Rob: Well I've done a lot of interviews about psychopaths and narcissists and that's the kind of thing that a narcissist says.
GL: Right, and when you're raised by somebody like that and then you attempt to create a vital life of your own, you're going to be up against that stuff, which is one of the reasons why yesterdays workshop I was addressing life coaches and they only mostly tend to be forward-looking, goal-setting, but they don't tend to look back and I think that may be a blind spot for many of them, you know, I think the combination of the two is essential. But you know, you have to look back and look at how was I formed? What are the forces that created me? What are the beliefs that I haul through time? I think that's important to look at.
Rob: So a couple times in this interview and just before you mentioned death and dying. And you rap up the book talking a lot about death and dying.
GL: Yeah, that's why I say save the hard stuff for later down the road.
Rob: Yeah, but it's a very powerful section of the book.
GL: Well, thank you. I was hoping it would speak to people and not just put them off, but this to me - and this may be just a function of getting older myself, you know, is the benediction of a mortality meditation, just to understand that we have a use by date and to really take that in and use it to grow. I think is not morbid, I think a lot of people unfortunately think that it's morbid, but I think it's life giving. You know? You know Stephen Covey's work?
Rob: Seven habits of -
GL: - highly effective people.
Rob: Yeah.
GL: The first habit is be proactive, alright so this is take responsibility for your life, make it happen. The second habit is start with the end in mind, alright and I think partly what he means is have a sense of where you're headed and that's where the mortality meditation fits into the picture for me is continually, gently, and firmly remind you that you have an expiration date. You know what I'm saying?

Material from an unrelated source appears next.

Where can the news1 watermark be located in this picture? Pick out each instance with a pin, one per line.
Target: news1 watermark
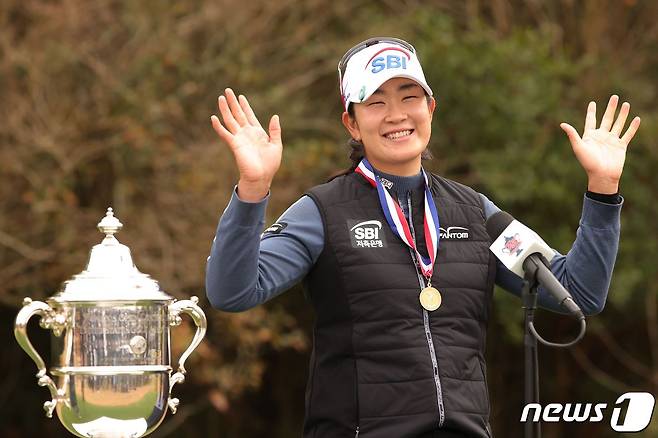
(632, 412)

To remember that this is your knick of time, this is your precious time in the game and this is the time to make it happen, alright? You're not going to be here all the time; life is short and death is long. And just to keep that in mind to remind you what matters? Because I think death is similar to passion in the sense of the question that it asks: what really matters to you? What's important? You know? And to keep that in mind as you're considering your path and your decisions can tune out a lot of static. You know? Thomas Merton, the theologian Thomas Merton said in considering any important decision in your life, and certainly your priorities. He said consult your death.
Rob: Nice.
GL: Consult your death. And I think it's just critical.

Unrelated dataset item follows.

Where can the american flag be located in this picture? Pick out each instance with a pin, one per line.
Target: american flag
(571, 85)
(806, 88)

Rob: You talk about a woman who does these workshops a year to live, yeah.
GL: Right, brilliant work. It's based on Stephen Levine's book A Year to Live and she teaches these workshops mostly in the Bay area, San Francisco Bay area. And she has like fifty or sixty of them going on throughout the year and these are small groups of people that she takes through a process of living as if this were your last year to live. Alright? And I just think that's one example of a way to practice a mortality meditation; another one would be regular strolls through church graveyards; another one would be the study of anything that throws the big picture into a spotlight; this can be the study of history, archaeology, anthropology, cosmology, anything that reminds you of your relative position in the scheme of things, I think can really help focus your attention and remind you that this is the time that I have.